Was she joking? Did she really just curse at me? The other models looked at me with sympathy as I picked up my soaked bag full of wrinkled comp cards and showed myself to the door.
A week later, I was at, what I like to call, a “cattle call casting” otherwise known as the worst type of casting. Usually castings are small and intimate, maybe one or two girls at a time. But cattle calls are exactly what they sound like: dozens upon dozens of girls competing for the same job, lining up like cattle in their all black ensembles.
I don’t want to further propagate or confirm the stereotype that models are catty. That simply isn’t true. However, some people are catty and some of those catty people happen to be models and in the small world of modeling, you are bound to run into a few.
A cattle call casting is a breeding ground for cattiness and boy, is it unbearable. The constant stares and up-down glances made me want to shrivel up and crawl away. Then I found out the casting was for underwear, which made things worse because we had to strip down to our skivvies in front of all of the other girls, while hearing their snickers and negative comments audibly. I was nervous, intimidated, and felt extremely uncomfortable. This was exemplified to the casting directors and I did not get the job.
Within the same week, I had a casting for a hair runway show. The casting was inside of a dingy, old bar with red lights illuminating the staircase. I climbed three sets of stairs, careful to watch my step on the dimly lit wood. When I entered the room, about six other models shot their eyes into my direction. A stack of forms sat atop a small coffee table, with questions asking what type of hair we had and if we would be okay with coloring it.
My name was called and I handed the casting director my form. It read: “brunette, wavy, thick and depends on compensation.”
The casting director said, “Oh, a diva, are we?”

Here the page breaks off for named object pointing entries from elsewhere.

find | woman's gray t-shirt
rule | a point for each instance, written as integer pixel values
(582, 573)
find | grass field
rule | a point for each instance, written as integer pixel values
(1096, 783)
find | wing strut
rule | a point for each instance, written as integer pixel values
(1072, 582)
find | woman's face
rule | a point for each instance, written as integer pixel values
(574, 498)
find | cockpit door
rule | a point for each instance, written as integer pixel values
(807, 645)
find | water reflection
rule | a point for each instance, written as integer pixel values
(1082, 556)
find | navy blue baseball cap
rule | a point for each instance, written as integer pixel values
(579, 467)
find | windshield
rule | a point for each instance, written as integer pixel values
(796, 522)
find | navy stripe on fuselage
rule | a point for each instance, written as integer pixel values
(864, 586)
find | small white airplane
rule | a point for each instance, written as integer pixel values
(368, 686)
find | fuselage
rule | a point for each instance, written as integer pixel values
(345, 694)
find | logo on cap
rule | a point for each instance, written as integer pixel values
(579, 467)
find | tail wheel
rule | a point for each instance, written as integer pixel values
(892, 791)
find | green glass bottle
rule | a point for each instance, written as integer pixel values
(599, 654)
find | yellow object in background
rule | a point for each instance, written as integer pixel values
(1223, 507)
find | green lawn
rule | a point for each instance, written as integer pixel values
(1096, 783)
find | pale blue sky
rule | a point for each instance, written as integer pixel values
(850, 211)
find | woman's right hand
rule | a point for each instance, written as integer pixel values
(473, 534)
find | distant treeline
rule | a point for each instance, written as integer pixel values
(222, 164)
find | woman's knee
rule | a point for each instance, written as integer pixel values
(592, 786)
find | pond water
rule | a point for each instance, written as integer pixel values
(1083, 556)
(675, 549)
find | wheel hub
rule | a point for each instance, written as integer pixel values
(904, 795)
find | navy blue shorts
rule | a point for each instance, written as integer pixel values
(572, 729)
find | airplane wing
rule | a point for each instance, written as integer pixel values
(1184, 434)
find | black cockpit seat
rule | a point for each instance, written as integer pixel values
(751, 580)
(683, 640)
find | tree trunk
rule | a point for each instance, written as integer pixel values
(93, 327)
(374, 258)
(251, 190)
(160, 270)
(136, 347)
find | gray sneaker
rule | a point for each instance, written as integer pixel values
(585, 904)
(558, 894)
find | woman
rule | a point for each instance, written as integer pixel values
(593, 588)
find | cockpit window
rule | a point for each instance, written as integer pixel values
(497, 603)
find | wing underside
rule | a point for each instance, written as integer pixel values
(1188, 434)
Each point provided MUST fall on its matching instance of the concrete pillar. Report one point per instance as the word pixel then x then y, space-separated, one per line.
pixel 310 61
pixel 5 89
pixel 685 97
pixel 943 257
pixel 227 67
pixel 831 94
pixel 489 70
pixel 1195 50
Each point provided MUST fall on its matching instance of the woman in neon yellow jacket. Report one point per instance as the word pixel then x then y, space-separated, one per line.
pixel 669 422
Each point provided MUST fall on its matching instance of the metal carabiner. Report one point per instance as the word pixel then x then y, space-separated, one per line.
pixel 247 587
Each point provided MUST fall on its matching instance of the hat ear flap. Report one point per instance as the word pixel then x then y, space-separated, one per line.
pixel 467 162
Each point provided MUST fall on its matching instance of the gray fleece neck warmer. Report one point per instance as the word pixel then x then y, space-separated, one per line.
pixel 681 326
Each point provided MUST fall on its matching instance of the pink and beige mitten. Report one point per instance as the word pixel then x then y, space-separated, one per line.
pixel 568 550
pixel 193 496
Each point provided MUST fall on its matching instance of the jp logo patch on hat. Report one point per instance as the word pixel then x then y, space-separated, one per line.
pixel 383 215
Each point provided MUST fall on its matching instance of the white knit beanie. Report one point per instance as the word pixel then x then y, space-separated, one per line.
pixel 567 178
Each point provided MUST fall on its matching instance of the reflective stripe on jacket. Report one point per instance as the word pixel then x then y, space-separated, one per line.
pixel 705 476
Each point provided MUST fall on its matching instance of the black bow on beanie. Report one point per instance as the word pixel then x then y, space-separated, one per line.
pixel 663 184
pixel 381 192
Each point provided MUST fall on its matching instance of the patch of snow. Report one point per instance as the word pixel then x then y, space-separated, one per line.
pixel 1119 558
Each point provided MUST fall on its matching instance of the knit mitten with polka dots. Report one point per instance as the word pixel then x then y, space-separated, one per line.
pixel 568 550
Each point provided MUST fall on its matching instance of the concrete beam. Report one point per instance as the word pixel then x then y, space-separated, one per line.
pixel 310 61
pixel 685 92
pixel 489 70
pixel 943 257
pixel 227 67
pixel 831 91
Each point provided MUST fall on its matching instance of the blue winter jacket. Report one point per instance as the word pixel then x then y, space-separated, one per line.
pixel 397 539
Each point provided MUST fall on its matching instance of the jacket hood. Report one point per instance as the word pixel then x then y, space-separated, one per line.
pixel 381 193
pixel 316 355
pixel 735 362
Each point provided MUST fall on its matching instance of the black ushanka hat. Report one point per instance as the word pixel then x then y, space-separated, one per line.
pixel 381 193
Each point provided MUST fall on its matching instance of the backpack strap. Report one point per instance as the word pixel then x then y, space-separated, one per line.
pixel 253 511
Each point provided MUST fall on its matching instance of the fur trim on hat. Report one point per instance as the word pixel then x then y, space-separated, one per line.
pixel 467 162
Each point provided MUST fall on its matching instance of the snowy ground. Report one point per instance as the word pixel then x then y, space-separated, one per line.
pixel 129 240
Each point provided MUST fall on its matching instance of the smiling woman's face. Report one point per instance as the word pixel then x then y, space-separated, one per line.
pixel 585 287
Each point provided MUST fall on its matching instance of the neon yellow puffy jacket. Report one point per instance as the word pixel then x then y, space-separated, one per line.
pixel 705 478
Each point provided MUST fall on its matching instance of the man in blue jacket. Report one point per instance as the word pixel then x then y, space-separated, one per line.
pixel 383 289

I laughed hesitantly, confused as to why not wanting to damage my hair was considered a diva worthy request. He then asked me to walk down a make shift runway. I obliged and stomped my boots up and down the floor, with perfectly measured speed and attitude.
He then said, “Strange to be a diva when you haven’t got a walk.”
Again, I was in shock. He didn’t even want my comp card and told me to keep it. Maybe he was upset I didn’t want to color my hair? Who knew? Needless to say, I also did not get that job.
No two castings are the same, so you never know what to expect. Maybe the casting director wants your hair down and its up. Maybe the casting director wants your face made up and its bare. The margin for error is so small and you may never know why you didn’t book a job.
The scary stories always stand out in our minds because of how they made us feel. I have plenty of positive casting stories. More often than not, casting directors are decent people just doing their jobs and at the end of the day, every model has to realize that.
However, models are still human beings and deserved to be treated with human respect. If any casting director has the unmitigated audacity to patronize me and turn me away, it was never worth my time or heart to work with them anyway. There will always be more jobs. Never compromise your self-esteem; it can take years to repair.